The reality is that privsep was always going to be a process. It's taken more than 80 patches to get close to removing rootwrap. There are other advantages to removing rootwrap, mainly around performance, the integration of library code, and general non-bonkersness (cat to tee to write to a file as root), etc. There is president in the code to mark calls as undesirable, and others could be marked like that as well, but ultimately someone needs to do an audit and fix things... That's more than one person can reasonably do. So, who wants to help try and improve this? Patches welcome. Michael On Fri., 29 Mar. 2019, 10:26 pm Matthew Booth, <mbooth@redhat.com> wrote:
Privsep is intended to provide some security in depth. The idea is based on the principal of least privilege. We assume that an attacker has exploited some bug in Nova and is able to execute arbitrary code. If privsep is doing its job, the attacker should at least not be able to perform any privileged operations which Nova does not normally perform.
For developers, from the spec[1]:
"The intention is to allow slightly more code into the privileged portion - enough that we now have sufficient “context” to make better security decisions. For example move from “run chown” to “take ownership of VM output file”."

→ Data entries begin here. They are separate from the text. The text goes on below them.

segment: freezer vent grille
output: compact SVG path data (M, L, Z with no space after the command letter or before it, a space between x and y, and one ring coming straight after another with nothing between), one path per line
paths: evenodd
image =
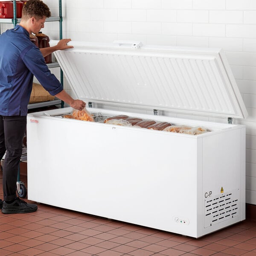
M204 227L239 215L239 192L233 190L204 200Z

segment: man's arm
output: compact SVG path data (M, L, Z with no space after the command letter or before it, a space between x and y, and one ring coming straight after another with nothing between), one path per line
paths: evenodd
M60 40L57 45L52 47L47 47L44 48L40 48L43 56L44 57L58 50L64 50L69 48L73 48L72 45L67 45L67 44L71 41L71 39L61 39Z
M80 99L74 99L71 96L68 94L64 90L60 93L55 95L60 99L67 103L73 108L78 110L82 110L85 107L85 102Z

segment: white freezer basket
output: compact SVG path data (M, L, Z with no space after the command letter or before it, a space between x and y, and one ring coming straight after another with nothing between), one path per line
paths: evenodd
M194 237L244 219L245 127L153 114L245 118L223 52L69 44L74 48L55 56L77 97L93 102L91 113L210 131L191 135L63 118L71 108L29 114L28 198Z

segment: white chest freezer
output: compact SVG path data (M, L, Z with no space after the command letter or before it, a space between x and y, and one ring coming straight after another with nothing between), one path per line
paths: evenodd
M93 102L91 113L209 131L192 135L62 118L70 108L29 114L28 199L196 238L244 220L244 126L169 114L246 117L224 53L70 44L73 48L55 56L77 98Z

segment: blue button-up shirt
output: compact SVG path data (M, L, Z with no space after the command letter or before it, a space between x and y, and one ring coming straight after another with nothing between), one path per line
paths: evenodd
M0 35L0 115L27 115L34 75L51 95L63 90L29 32L18 25Z

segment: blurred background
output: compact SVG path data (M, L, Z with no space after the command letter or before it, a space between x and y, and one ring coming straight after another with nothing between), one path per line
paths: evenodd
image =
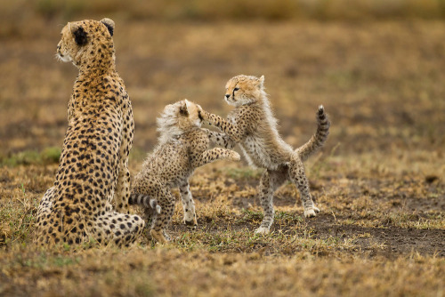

Unfortunately, I suspect out of expediency in the initial forklift from rootwrap, we've lost this critical principal of moving security-critical logic into privsep itself. Consequently, a brief and non-exhaustive audit reveals we have privsep functions to do the following:
fs.py:
* mount anything of any type, including remote storage, anywhere. * unmount anything * shred any file or block device, without restriction
path.py:
* read any file or block device, without restriction * overwrite any existing file or block device
utils.py:
* send any signal to any process
Just the existence of these methods in nova's privsep module essentially gives the unprivileged nova process unfettered root access, which entirely defeats the purpose of privsep. As it stands today, privsep gives us literally nothing. I suspect that it's worse than rootwrap, in fact. If privsep protection is something we want, we need to do 2 things:
1. Immediately stop adding or using generic privsep functions. 2. Audit privsep properly for problematic methods, and remove them.
For example, in libvirt.driver.get_console_output() we do nova.privsep.path.writefile(console_log, 'a+', data). Instead, we should have, eg, nova.privsep.libvirt.ensure_console_log_for_instance(instance). This would determine the instance path from its own secure config (see [1] again), and touch that file.
We should probably also compile a list of privsep anti-patterns if there isn't one already to make life simpler for reviewers. For example, I suggest that no privsep function should take as an argument a path, or any other reference to a system resource; it should determine these itself.
I view this as essentially a continuation of the privsep forklift. As with all such large mechanical changes I expect this to be disruptive and unloved by reviewers. Is it something we'd be prepared to prioritise?